Repairing Git commit graphs

Recently a GitLab instance I maintain suddenly alerted me to a repository which didn't pass a git fsck. While investigating I saw that git pretty much refused to operate on this repository completely. Even a git log quickly resulted in fatal: commit-graph requires overflow generation data but has none. So something in the commit graph is broken. What is the commit graph? Its documentation describes it as follows:

The commit-graph file is a supplemental data structure that accelerates commit graph walks. If a user downgrades or disables the core.commitGraph config setting, then the existing ODB is sufficient.
...
The commit-graph file stores the commit graph structure along with some extra metadata to speed up graph walks.

So it is basically a persisted cache to speed up certain operations. There is even a command to write a new commit graph,  git commit-graph write. Theoretically this should write a new, valid commit graph. But sadly it fails with the exact same error about the existing commit graph being broken. It appears that we need to get rid of the broken commit graph before generating a new one as the broken one interferes with the generation of the new one.

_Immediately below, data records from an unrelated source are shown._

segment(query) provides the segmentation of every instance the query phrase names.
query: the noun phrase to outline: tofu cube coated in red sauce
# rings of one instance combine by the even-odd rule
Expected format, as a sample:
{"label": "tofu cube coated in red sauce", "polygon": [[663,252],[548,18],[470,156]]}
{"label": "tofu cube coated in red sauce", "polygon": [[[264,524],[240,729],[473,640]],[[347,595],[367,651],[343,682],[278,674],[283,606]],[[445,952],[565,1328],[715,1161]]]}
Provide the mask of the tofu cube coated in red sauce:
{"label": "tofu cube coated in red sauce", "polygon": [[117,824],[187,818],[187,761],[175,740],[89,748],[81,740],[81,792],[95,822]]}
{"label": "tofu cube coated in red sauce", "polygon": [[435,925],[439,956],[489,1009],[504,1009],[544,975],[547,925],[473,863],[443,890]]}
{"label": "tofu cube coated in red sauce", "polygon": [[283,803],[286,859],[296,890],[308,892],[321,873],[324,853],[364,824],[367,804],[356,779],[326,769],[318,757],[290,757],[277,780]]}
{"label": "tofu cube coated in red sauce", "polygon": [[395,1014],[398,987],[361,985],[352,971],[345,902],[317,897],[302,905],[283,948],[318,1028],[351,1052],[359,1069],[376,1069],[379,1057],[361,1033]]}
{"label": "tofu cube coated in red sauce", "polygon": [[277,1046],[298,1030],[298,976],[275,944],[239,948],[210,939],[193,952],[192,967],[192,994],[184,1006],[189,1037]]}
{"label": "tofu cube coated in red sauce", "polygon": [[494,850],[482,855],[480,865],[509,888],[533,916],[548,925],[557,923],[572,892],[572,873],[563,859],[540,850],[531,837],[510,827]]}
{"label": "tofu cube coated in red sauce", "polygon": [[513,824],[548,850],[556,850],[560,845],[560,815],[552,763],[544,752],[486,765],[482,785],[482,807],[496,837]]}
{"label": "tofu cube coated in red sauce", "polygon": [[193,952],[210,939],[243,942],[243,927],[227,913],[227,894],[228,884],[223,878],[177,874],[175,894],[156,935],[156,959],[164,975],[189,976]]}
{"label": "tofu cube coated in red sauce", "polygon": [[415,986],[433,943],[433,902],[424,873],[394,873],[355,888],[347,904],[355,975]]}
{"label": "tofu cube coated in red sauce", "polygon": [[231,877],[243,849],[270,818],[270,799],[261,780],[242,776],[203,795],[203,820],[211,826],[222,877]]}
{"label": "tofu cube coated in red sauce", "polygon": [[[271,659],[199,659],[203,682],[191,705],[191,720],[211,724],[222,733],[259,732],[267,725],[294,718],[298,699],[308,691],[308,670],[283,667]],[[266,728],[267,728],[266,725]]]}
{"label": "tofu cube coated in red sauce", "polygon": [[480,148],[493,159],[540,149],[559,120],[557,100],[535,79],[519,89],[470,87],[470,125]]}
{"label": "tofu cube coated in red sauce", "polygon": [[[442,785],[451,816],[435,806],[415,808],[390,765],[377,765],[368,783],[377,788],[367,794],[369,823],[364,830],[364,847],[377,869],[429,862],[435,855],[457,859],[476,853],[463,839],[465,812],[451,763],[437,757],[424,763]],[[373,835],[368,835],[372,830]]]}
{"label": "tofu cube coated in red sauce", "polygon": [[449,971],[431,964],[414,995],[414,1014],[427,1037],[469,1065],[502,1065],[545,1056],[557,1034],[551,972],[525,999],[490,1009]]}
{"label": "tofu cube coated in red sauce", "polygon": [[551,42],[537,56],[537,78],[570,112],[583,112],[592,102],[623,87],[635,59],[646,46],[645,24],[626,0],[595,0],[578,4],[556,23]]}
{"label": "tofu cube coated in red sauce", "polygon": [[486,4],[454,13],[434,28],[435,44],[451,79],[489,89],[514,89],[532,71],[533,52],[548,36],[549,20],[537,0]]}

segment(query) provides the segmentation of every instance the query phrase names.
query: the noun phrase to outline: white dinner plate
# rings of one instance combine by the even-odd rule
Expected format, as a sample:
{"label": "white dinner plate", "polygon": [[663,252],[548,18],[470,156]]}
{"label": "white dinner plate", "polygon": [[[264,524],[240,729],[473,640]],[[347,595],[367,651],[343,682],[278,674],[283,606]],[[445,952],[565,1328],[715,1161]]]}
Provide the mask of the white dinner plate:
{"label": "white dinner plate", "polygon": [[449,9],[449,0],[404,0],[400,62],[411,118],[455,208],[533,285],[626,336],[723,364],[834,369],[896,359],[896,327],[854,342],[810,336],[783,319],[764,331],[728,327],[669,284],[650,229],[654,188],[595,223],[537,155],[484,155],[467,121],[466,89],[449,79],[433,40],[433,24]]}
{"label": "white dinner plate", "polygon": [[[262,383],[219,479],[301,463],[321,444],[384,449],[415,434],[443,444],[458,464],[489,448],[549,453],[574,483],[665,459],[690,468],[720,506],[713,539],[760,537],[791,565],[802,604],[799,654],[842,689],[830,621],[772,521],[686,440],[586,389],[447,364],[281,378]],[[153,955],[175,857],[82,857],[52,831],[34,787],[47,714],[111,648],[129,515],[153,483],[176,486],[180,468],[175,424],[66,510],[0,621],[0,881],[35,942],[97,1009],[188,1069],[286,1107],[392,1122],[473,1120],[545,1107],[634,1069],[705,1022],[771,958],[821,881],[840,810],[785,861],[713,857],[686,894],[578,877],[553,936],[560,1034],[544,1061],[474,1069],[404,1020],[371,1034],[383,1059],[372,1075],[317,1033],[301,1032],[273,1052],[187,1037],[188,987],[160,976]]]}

After some investigation into how Git stores its commit graphs there are two ways they can be stored in a repository (the .git directory unless the repository is bare). There can either be a single commit graph stored at objects/info/commit-graph or a newline-separated list of commit graph hashes at objects/info/commit-graphs/commit-graph-chain. By removing both of those files (most likely only one of them will exist) Git will no longer have a commit graph cache and should work normally again. Optionally you can now write a new commit graph with git commit-graph write, but for example GitLab automatically creates a new commit graph for you when running housekeeping for a repository.

Annex: Investigating the broken commit graph

The affected repository was stored on ZFS so filesystem corruption is very unlikely. When looking at where the error is triggered in Git source code, it appears that Git is hitting a commit date offset with the CORRECTED_COMMIT_DATE_OFFSET_OVERFLOW flag set, which according to its commit message means that the commit date offset exceeds 2³¹ seconds (~68 years). These date offsets are stored in a special block (GDOV) which is not present in the broken commit graph. This means that Git cannot recover the original commit date offset as it would be stored in the GDOV block and that's why it aborts.

Considering that this is a fairly normal repository it seems unlikely that such a date offset would be present and a quick check of all commits confirms that indeed no such offset is present. Also the new commit graph has no GDOV block and works just fine. So what happened? A binary diff of the broken and the new commit graph shows little differences except for a section which is empty (all zero bytes) in the new commit graph and just counts up from 0x800000 bytes (2^31 in binary) to 0x8000009D with a few 0x00000000 sprinkled in between. Sadly the binary format is relatively compact and we cannot get Git to decode it easily because it's broken so I do not know exactly what that section was supposed to be. But it seems clear that Git was interpreting the 31st bit as the offset overflow flag.

I could investigate further and parse the file fully, but I think I'll end it here. It seems likely that this was either caused by a freak accident (bit flip, ...) or a bug in an older version of Git when writing the commit graph.

If anyone else wants to parse the files I've attached both the newly-written and the broken graph files.

Update: Root Cause found

Shortly after this article was written, Will Chandler on the Git mailing list figured out the actual cause of this issue. See https://public-inbox.org/git/DD88D523-0ECA-4474-9AA5-1D4A431E532A@wfchandler.org/ for his write-up. It turned out to be a bug in Git where an upgrade of the commit graph data from v1 to v2 caused an underflow, which flips the overflow flag making the commit graph unreadable.